Empathy—the ability to share and understand the emotions of others—is a cornerstone of human social interactions. When we witness someone in pain, we often experience a mirrored emotional response, a phenomenon known as affect sharing. While this ability is essential for social bonding and survival, the precise neural mechanisms behind empathy remain largely unknown.

A research team led by Dr. KEUM Sehoon at the Center for Cognition and Sociality (CCS) within the Institute for Basic Science (IBS) in South Korea has uncovered key insights into how the brain processes others’ distress. Using miniature endoscopic calcium imaging, the researchers identified specific neural ensembles in the anterior cingulate cortex (ACC) that encode empathic freezing, a behavioral response in which an observer reacts with fear when witnessing distress in others.

To investigate this phenomenon, the team conducted a series of real-time brain imaging experiments in mice, tracking individual neurons as they observed another mouse experiencing mild foot shocks. The results showed that specific ACC neurons were activated both when the observer experienced pain firsthand and when they witnessed another in pain, reinforcing the idea that observing distress triggers a neural response similar to direct pain experience.

The study further revealed that ACC population activity during empathic freezing closely resembles the neural representation of affective—rather than sensory—aspects of direct pain experiences. This suggests that witnessing another’s pain triggers activation in the ACC as if the observer were experiencing pain themselves, highlighting the ACC’s specialized role in processing the emotional aspects of pain.

Further analysis revealed that ACC neurons projecting to the periaqueductal gray (PAG), a brain region involved in fear and pain regulation, selectively conveyed emotional pain information. The researchers used optogenetics, a technique that enables precise control of neural activity with light, to manipulate this pathway. When they inhibited the ACC-to-PAG circuit, empathic freezing, and pain avoidance behaviors were significantly reduced. This confirms that this pathway transforms perceived distress into behavioral responses, reinforcing its crucial role in affective empathy.

Unlike previous studies that focused on animals with prior pain experience, this study used naïve observer mice with no previous exposure to pain, allowing the researchers to examine pure emotional contagion without the influence of past experiences. This approach provides new insights into the fundamental neural mechanisms of affective empathy.

Understanding how the brain encodes empathy could have major implications for mental health research.

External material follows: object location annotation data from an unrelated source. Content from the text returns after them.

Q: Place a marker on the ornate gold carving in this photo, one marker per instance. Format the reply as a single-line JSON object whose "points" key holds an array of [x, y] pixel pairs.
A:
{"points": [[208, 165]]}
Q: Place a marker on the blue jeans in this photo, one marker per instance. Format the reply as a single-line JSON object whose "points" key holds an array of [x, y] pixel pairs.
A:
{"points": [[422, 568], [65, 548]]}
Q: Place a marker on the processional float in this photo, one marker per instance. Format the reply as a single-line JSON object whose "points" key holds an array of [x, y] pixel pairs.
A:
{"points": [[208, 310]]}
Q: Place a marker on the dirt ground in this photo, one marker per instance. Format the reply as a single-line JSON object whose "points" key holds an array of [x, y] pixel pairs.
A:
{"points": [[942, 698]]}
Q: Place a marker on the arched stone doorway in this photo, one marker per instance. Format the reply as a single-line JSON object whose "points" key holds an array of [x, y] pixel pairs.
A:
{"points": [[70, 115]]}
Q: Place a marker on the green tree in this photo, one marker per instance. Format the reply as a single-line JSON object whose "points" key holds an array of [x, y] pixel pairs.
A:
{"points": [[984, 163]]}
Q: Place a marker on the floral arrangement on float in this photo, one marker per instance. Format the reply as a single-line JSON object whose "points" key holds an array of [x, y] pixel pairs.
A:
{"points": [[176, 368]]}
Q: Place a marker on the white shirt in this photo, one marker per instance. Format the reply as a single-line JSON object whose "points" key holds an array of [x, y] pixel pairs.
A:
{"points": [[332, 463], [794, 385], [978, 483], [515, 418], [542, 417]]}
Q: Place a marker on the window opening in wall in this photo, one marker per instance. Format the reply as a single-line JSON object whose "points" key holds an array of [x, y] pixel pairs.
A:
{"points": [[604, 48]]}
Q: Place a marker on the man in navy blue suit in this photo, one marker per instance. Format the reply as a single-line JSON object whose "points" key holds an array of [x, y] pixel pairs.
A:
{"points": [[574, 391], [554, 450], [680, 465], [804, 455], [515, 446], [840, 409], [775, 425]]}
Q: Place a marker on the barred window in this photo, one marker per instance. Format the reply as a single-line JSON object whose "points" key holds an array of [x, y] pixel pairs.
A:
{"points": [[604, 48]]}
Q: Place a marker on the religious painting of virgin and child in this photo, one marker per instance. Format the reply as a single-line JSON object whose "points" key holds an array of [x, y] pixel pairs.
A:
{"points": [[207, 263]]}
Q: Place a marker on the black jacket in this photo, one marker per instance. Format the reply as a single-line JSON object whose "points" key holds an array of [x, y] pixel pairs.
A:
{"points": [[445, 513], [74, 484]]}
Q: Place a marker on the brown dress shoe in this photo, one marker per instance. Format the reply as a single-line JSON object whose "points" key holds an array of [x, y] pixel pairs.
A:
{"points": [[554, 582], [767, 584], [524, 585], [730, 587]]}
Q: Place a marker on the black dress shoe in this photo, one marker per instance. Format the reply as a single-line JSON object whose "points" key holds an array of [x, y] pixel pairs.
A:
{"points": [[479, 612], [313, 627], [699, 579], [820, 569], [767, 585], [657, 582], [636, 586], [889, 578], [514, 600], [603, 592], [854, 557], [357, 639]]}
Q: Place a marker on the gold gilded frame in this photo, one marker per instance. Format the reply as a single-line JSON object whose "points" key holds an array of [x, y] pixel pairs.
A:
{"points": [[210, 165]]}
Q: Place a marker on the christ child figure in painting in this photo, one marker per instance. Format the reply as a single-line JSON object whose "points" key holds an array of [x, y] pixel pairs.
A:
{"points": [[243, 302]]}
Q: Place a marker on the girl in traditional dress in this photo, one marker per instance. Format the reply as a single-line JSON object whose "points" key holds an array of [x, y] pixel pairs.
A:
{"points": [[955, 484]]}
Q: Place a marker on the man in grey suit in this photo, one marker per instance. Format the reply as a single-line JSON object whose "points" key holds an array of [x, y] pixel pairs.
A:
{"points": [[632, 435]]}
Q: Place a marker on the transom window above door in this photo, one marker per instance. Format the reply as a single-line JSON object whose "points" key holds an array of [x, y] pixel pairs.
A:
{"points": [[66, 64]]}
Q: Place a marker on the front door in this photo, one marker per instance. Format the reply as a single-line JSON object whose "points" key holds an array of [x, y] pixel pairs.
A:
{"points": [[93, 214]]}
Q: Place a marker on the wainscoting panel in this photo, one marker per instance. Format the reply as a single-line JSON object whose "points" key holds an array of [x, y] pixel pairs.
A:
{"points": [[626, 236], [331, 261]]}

Conditions such as autism spectrum disorder (ASD), antisocial personality disorder, PTSD, and schizophrenia often involve difficulties in processing social and emotional cues. By identifying the specific brain circuits involved in affect sharing, scientists may develop new strategies for treating these disorders.

Dr. Keum stated, "Our findings pinpoint the specific brain circuits involved in processing others’ pain emotionally, offering a foundation for new approaches to studying empathy-related neuropsychiatric disorders."

This study was published online on February 25 in the journal Nature Communications.

Figure 1. Experimental setup for observational fear testing and calcium imaging in observer mice. The observer mouse witnesses the demonstrator mouse receiving electric shocks, enabling the assessment of observational fear. During the experiment, miniature endoscopic calcium imaging is used to monitor neuronal activity in the observer's anterior cingulate cortex (ACC). Green-labeled neurons indicate cells expressing calcium indicators (GCamp6f), while white-labeled neurons represent activated cells observed through calcium imaging (Raw). The observed behaviors in the observational fear experiment include observer freezing (OB-freezing; pink), demonstrator pain response (DM-reaction; blue), and demonstrator freezing (DM-freezing; yellow). Lastly, examples of GCamp6f signals from neurons associated with each behavior are presented.